Diferentemente de programas de estágios, a residência jurídica é voltada para pessoas “que estejam cursando especialização, mestrado, doutorado, pós-doutorado ou, ainda, que tenham concluído o curso de graduação há no máximo 5 (cinco) anos”. A descrição do que é a residência jurídica, “no treinamento em serviço, abrangendo ensino, pesquisa e extensão, bem como o auxílio prático aos magistrados e servidores do Poder Judiciário” é genérica. Esse é um dos problemas, que pode permitir que as tarefas de residentes avancem para atividades de servidores e servidoras, principalmente no atual quadro, de grande déficit de pessoal.

A admissão é feita por processo seletivo público. A resolução do CNJ não estabelece qualquer limite para o número de ingressos. A bolsa de auxílio terá valor estipulado pelos respectivos órgãos.

A discussão sobre a implementação da residência jurídica já está em curso em tribunais de Justiça em vários estados, como Espírito Santo. No TRE de Sergipe e no TRT23 (Mato Grosso), por exemplo, foram constituídos grupos de trabalho para regulamentar os respectivos programas.

O Sintrajufe/RS vê essa medida como uma espécie de substituição de mão de obra, extremamente mais barata, inclusive com outra forma de ingresso. Em vez do concurso público, uma simples seleção. É uma flagrante precarização do trabalho.

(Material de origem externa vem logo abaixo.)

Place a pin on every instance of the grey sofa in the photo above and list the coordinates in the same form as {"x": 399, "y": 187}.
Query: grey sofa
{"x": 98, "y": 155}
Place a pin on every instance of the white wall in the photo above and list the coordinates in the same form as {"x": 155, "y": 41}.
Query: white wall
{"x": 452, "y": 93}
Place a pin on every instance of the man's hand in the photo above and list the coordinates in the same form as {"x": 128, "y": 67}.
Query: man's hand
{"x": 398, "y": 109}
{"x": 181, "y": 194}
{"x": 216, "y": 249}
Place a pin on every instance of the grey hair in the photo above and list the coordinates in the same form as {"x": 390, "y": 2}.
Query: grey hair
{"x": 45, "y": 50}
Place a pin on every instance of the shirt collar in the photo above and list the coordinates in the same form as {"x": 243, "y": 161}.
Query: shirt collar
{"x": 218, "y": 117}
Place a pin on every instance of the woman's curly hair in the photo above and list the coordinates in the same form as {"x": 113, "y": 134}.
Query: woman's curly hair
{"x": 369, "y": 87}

Tribunais deveriam buscar preenchimento das centenas de vagas para novos servidores

A resolução 439/2022 traz para o Judiciário pessoas com formação em Direito, recebendo valores muito menores que os salários dos servidores e servidoras do quadro. A preocupação é que um programa de aperfeiçoamento acadêmico, educativo, acabe se tornando um meio de minimizar o déficit de pessoal.

O Judiciário Federal apresenta um déficit expressivo de servidores e servidoras. A emenda constitucional 95/2016, que congelou o orçamento público e as contratações, aumentou a falta de reposição de vagas. Só nas justiças do Trabalho e Federal do Rio Grande do Sul, já são mais de 600 vagas abertas.

Os residentes receberão, de um “magistrado orientador”, orientações teóricas e práticas sobre a atuação do Poder Judiciário. Também precisarão participar de atividades e eventos acadêmicos realizados pelas Escolas da Magistratura dos tribunais.

Visto que a resolução considera “que o Poder Judiciário deve trabalhar pelo aprimoramento contínuo da qualidade dos serviços jurisdicionais”, fica o questionamento sobre se a proposta visa a algum tipo de treinamento para futuros servidores e servidoras ou mesmo futuros quadros da magistratura. Isso não geraria uma discrepância e falta de equidade em relação a candidatos que não tenham participado desses programas? São questões que precisam ser debatidas por toda a sociedade.